Sunday, July 10, 2005

History of research fraud gets physician job in clinical R & D at J & J

Let's just say if I worked for a J & J company, I'd be firing off one hell of a letter of complaint and possibly submitting a letter of resignation (without another job, no less) first thing tomorrow morning. I work in clinical drug development. Every company I have worked with (when I worked at the hospital) and have worked for (since selling my soul to industry) avoids using a physician who has a known history of committing research fraud as an investigator (not as principal investigator, not as a sub-investigator working under the principal investigator's direction). I highly doubt that the QA or Clinical Operations departments any J & J company would have approved former Brigham and Women's Hospital and Harvard Medical School physician Andrew Friedman as an investigator conducting one of their clinical trials in 1999. I also highly doubt any ethical IRB (Institutional Review Board) would approve him as such either. You see, Dr. Friedman committed the exceptionally unethical crime of falsifying data; he created patients and patient data for study subjects. His boss hot on his heels, he eventually confessed, apologized, retracted articles and was punished.
At the time he started cheating, Friedman was in his late 30s, married and a father of two young children. Following the path of his father, grandfather and uncle who were all doctors and medical researchers, he was an associate professor of obstetrics, gynecology and reproductive biology at Harvard Medical School and chief of the department of reproductive endocrinology at Brigham and Women's Hospital.

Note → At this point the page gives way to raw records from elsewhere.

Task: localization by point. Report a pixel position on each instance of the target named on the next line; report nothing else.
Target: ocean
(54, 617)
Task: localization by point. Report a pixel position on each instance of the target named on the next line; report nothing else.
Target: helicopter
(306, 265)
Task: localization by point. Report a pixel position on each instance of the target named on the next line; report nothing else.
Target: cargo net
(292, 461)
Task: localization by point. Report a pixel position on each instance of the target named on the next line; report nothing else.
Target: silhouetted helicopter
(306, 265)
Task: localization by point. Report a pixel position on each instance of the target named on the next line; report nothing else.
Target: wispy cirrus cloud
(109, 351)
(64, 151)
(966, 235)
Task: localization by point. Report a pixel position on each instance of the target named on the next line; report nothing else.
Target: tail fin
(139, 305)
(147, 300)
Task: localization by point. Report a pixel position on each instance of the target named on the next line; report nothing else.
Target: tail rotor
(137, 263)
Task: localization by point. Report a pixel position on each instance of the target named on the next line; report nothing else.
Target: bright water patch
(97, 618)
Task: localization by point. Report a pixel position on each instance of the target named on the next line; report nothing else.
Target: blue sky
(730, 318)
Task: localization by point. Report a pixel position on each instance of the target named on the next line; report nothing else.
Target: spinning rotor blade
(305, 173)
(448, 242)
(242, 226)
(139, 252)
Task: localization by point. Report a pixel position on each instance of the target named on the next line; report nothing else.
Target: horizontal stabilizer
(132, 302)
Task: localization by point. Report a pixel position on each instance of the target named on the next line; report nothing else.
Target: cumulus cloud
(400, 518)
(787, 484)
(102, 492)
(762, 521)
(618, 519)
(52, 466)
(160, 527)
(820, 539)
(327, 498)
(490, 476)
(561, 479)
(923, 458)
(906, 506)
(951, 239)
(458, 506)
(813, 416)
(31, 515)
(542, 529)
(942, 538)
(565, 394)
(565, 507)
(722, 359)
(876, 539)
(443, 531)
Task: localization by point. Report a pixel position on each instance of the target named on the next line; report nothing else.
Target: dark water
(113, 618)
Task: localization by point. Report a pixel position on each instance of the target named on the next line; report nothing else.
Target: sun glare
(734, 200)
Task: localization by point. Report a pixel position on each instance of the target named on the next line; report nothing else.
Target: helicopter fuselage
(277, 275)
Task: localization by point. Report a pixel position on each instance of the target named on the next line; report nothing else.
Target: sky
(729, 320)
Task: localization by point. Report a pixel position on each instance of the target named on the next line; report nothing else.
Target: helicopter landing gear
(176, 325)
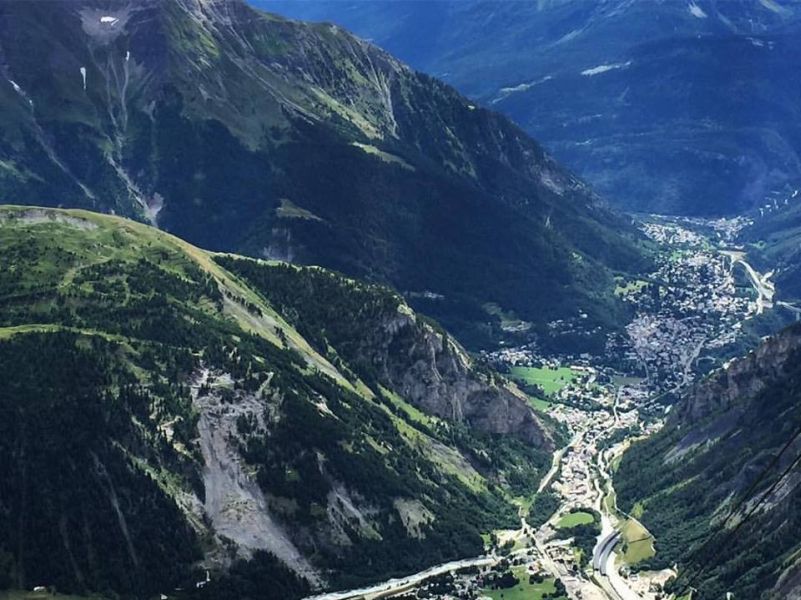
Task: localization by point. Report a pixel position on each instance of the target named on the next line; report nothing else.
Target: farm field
(550, 380)
(524, 590)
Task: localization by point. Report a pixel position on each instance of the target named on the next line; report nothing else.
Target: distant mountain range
(718, 487)
(687, 107)
(165, 410)
(242, 131)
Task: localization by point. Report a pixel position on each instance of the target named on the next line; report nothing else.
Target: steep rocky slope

His reputation was tremendous and his work groundbreaking. His 30-page resume highlighted numerous awards and honors, lectures in Canada, Europe and Australia, and more than 150 articles, book chapters, reviews and abstracts. Of those, 58 were original research articles, where he had designed studies, conducted clinical trials, enrolled patients, collected and analyzed data and made conclusions.

In the end, investigators found — and Friedman confessed — to making up information for three separate journal articles (one of them never published) involving hormonal treatment of gynecological conditions.

He testified that he was working 80 to 90 hours a week, seeing patients two days a week, doing surgery one day a week, supervising medical residents, serving on as many as 10 different committees at the hospital and the medical school and putting on national medical conferences.

He did seek help, both from a psychiatrist, who counseled him to cut back, and from his boss, who demanded Friedman increase his research and refused to reduce Friedman's patient load.
That was 1996, Friedman was censured and barred from conducting federally funded research for 3 years, he also lost his license to practice medicine. When that 3 years was up, he successfully petitioned to have his medical license reinstated. Shortly thereafter, he was hired by Ortho-McNeil Pharmaceuticals (a J & J company) as Director of Clinical Research, he has since been promoted to Sr. Director of Clinical Research. His job description includes, but is not limited to
designing and reviewing clinical trials for hormonal birth control, writing package insert labels and lecturing to doctors.
He's also been in the media discussing safety issues of the birth control patch.

I'm sure Friedman is mortified about his past and truly was repentant for his actions. I have no problem with his license being reinstated as there were no allegations of medical malpractice, patient coercion or disregarding the health & safety in the treatment of
his patients, but I strenuously object to him having any position in clinical research/drug development. If Dr. Friedman did not want to go back into clinical practice and J & J is comfortable with his qualifications as a physician, he should have been offered a job on the commercial side of the pharmaceutical industry, not in clinical research. His continued employment in such a position is not only a black eye for J & J, it's a blight on the entire clinical research/drug development community (one already marred by the Vioxx & Borison scandals, among others).